Remember, in a disciplinary process, the test for misconduct is whether the person who made the decision to dismiss had a genuine belief in the employee’s guilt and that they formed that belief after a reasonable investigation.
It will be hard to convince an Employment Tribunal that you had a genuine belief in someone’s guilt if you required an HR adviser to tell you.
It will also be hard to convince an Employment Tribunal that an investigation was fair and reasonable if the person conducting the investigation had to be told by an HR adviser that the matter warranted disciplinary action.
Can an HR adviser carry out the disciplinary investigation or chair a disciplinary hearing?
If you want the benefit of an HR adviser’s wealth of experience in a disciplinary investigation, you may want them to carry out the investigation. But given that interference or manipulation by an HR adviser can render an investigation unfair, is it safe to allow them to carry out the investigation?
The short answer is yes: there is nothing in the cases dealing with HR interference in a disciplinary investigation or hearing that prevents them from carrying out an investigation or chairing a disciplinary hearing (provided they have been given the authority to do the latter by your organisation).
Indeed, it is commonplace to have an HR adviser to do so, whether this is someone from within an organisation or who has been independently contracted by an organisation to do so for a particular matter. Often, they are the people best placed to do so because they understand the issues involved.

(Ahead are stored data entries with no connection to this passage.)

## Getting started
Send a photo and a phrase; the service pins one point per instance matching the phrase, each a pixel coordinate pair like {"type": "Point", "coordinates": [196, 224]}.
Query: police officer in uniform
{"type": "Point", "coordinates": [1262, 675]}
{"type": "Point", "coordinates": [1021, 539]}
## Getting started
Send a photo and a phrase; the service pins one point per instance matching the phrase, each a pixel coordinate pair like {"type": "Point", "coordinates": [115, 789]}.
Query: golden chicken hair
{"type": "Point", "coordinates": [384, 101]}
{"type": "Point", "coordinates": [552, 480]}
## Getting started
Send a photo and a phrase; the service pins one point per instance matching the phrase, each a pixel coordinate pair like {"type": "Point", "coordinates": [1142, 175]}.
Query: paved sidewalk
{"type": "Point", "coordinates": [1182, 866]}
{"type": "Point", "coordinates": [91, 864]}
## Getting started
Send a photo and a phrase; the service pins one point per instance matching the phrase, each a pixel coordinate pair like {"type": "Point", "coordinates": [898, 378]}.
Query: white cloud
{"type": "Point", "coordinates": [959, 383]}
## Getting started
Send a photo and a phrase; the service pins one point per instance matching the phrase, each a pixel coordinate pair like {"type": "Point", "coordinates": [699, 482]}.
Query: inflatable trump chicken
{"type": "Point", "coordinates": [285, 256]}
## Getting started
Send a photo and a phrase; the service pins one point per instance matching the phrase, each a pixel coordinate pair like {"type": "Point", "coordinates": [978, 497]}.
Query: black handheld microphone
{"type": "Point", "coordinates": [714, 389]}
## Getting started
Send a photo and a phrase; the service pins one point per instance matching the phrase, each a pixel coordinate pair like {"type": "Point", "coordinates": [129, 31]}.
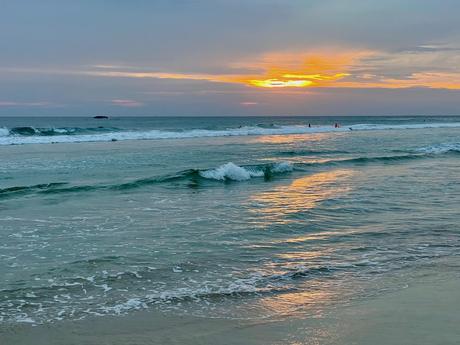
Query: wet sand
{"type": "Point", "coordinates": [426, 313]}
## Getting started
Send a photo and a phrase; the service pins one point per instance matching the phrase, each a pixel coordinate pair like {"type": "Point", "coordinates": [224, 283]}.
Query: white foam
{"type": "Point", "coordinates": [203, 133]}
{"type": "Point", "coordinates": [4, 132]}
{"type": "Point", "coordinates": [282, 167]}
{"type": "Point", "coordinates": [440, 148]}
{"type": "Point", "coordinates": [231, 171]}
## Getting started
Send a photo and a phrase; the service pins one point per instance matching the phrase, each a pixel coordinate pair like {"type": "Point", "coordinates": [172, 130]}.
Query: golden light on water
{"type": "Point", "coordinates": [276, 205]}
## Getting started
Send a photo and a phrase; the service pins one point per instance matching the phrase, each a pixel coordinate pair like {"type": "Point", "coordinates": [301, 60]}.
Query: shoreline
{"type": "Point", "coordinates": [425, 313]}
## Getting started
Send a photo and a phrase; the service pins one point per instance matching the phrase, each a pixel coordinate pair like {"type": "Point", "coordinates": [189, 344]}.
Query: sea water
{"type": "Point", "coordinates": [241, 217]}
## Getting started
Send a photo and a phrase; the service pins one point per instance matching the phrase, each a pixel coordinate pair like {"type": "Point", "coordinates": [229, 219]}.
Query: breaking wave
{"type": "Point", "coordinates": [31, 135]}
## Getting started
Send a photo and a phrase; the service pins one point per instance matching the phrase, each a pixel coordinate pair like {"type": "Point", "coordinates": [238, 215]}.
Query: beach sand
{"type": "Point", "coordinates": [426, 313]}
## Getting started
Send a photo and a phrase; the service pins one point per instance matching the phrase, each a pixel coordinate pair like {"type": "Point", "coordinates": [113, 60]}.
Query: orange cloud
{"type": "Point", "coordinates": [337, 68]}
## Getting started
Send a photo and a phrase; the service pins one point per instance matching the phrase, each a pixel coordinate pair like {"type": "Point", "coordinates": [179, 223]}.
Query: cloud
{"type": "Point", "coordinates": [126, 103]}
{"type": "Point", "coordinates": [24, 104]}
{"type": "Point", "coordinates": [433, 66]}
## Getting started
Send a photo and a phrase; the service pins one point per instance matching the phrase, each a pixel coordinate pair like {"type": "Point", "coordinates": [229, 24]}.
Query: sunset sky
{"type": "Point", "coordinates": [235, 57]}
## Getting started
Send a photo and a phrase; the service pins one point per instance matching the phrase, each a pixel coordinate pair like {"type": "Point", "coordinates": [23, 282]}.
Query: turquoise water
{"type": "Point", "coordinates": [232, 217]}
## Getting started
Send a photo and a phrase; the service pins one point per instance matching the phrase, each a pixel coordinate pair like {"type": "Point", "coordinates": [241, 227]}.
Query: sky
{"type": "Point", "coordinates": [233, 57]}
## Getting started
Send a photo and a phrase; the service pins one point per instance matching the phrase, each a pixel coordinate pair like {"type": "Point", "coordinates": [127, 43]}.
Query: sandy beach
{"type": "Point", "coordinates": [426, 313]}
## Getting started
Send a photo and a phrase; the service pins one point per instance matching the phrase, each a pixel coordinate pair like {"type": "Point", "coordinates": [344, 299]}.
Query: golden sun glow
{"type": "Point", "coordinates": [280, 83]}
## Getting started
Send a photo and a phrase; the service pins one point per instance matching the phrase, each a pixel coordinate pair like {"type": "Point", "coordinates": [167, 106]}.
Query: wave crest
{"type": "Point", "coordinates": [31, 135]}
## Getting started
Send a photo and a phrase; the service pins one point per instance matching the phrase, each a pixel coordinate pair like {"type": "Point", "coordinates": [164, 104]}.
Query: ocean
{"type": "Point", "coordinates": [235, 217]}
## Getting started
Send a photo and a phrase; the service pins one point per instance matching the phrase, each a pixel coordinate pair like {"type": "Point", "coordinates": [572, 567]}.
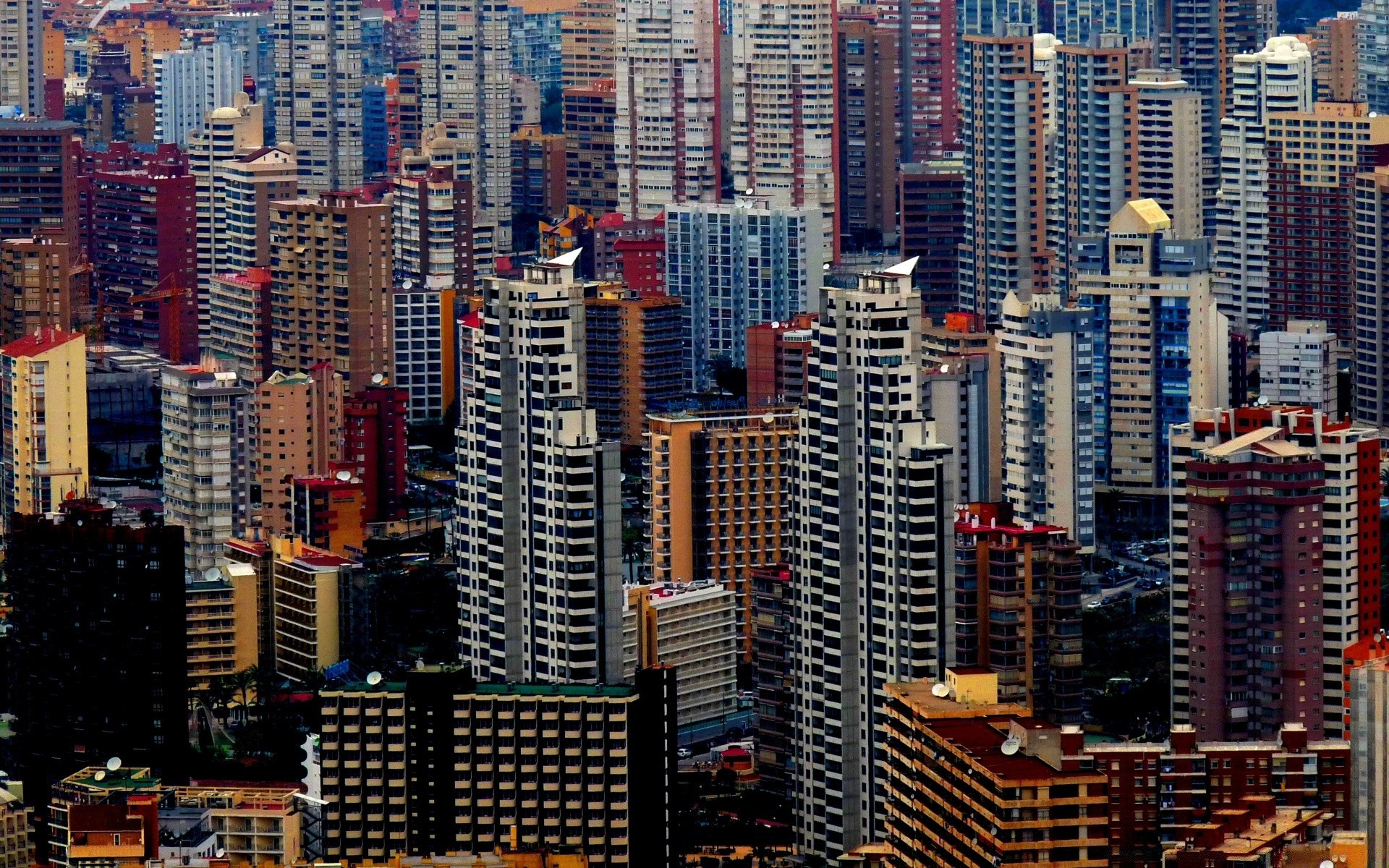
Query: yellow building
{"type": "Point", "coordinates": [45, 414]}
{"type": "Point", "coordinates": [223, 623]}
{"type": "Point", "coordinates": [720, 498]}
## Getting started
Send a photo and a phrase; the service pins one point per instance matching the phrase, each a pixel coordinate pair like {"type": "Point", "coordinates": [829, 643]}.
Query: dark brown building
{"type": "Point", "coordinates": [870, 131]}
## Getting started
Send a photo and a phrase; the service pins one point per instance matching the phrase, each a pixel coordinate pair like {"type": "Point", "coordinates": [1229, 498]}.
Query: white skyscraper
{"type": "Point", "coordinates": [21, 56]}
{"type": "Point", "coordinates": [318, 89]}
{"type": "Point", "coordinates": [782, 129]}
{"type": "Point", "coordinates": [466, 84]}
{"type": "Point", "coordinates": [738, 265]}
{"type": "Point", "coordinates": [191, 84]}
{"type": "Point", "coordinates": [539, 519]}
{"type": "Point", "coordinates": [1048, 413]}
{"type": "Point", "coordinates": [872, 563]}
{"type": "Point", "coordinates": [1278, 78]}
{"type": "Point", "coordinates": [666, 134]}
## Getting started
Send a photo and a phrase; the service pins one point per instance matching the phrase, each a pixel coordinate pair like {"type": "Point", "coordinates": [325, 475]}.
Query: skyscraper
{"type": "Point", "coordinates": [45, 436]}
{"type": "Point", "coordinates": [466, 84]}
{"type": "Point", "coordinates": [21, 56]}
{"type": "Point", "coordinates": [318, 90]}
{"type": "Point", "coordinates": [1277, 78]}
{"type": "Point", "coordinates": [928, 52]}
{"type": "Point", "coordinates": [1048, 413]}
{"type": "Point", "coordinates": [190, 84]}
{"type": "Point", "coordinates": [668, 119]}
{"type": "Point", "coordinates": [1005, 167]}
{"type": "Point", "coordinates": [871, 563]}
{"type": "Point", "coordinates": [539, 556]}
{"type": "Point", "coordinates": [1160, 345]}
{"type": "Point", "coordinates": [782, 131]}
{"type": "Point", "coordinates": [1096, 111]}
{"type": "Point", "coordinates": [738, 265]}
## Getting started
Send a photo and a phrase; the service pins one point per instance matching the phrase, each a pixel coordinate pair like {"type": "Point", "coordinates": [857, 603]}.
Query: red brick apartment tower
{"type": "Point", "coordinates": [1254, 511]}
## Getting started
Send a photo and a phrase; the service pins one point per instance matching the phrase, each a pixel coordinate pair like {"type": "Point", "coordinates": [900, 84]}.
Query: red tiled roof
{"type": "Point", "coordinates": [39, 342]}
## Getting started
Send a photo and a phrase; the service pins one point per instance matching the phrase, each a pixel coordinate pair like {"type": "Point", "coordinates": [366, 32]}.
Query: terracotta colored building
{"type": "Point", "coordinates": [777, 354]}
{"type": "Point", "coordinates": [634, 359]}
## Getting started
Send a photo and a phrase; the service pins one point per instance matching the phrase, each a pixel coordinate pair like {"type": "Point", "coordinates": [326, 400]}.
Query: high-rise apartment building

It is important, however, to remember that the same rules apply. The wider HR team should not influence the investigation or make a recommendation about the guilt of the employee to the person conducting the investigation of hearing.
On a related note, it is generally not a good idea for a solicitor to conduct an investigation hearing or chair a disciplinary hearing. A recent case highlighted the problem of solicitors being witnesses of fact in their own clients’ cases. Not only would you be in a position of your solicitor not being able to represent you in any subsequent employment tribunal proceedings, you would also have the issue of whether the solicitor could give full evidence without breaching client confidentiality or information that you thought was privileged.
What are the key points to consider?
HR should generally be used in disciplinary investigations to advise decision makers on processes and points of law as well as perhaps how similar historical cases have been treated, to ensure consistency.
If HR is to have a role in deciding on guilt or innocence, or what sanction is to be imposed, it needs to be transparent with the employee about this and cannot be involved in other areas of the process.
Legal advice sought from and received by HR will not be Privileged and so will be disclosable in court. Legal advice from a solicitor will not be admissible as it will be Privileged, but this Privilege can be forfeited if forwarded internally and so communications should be directed to the correct person(s) within your business to prevent this.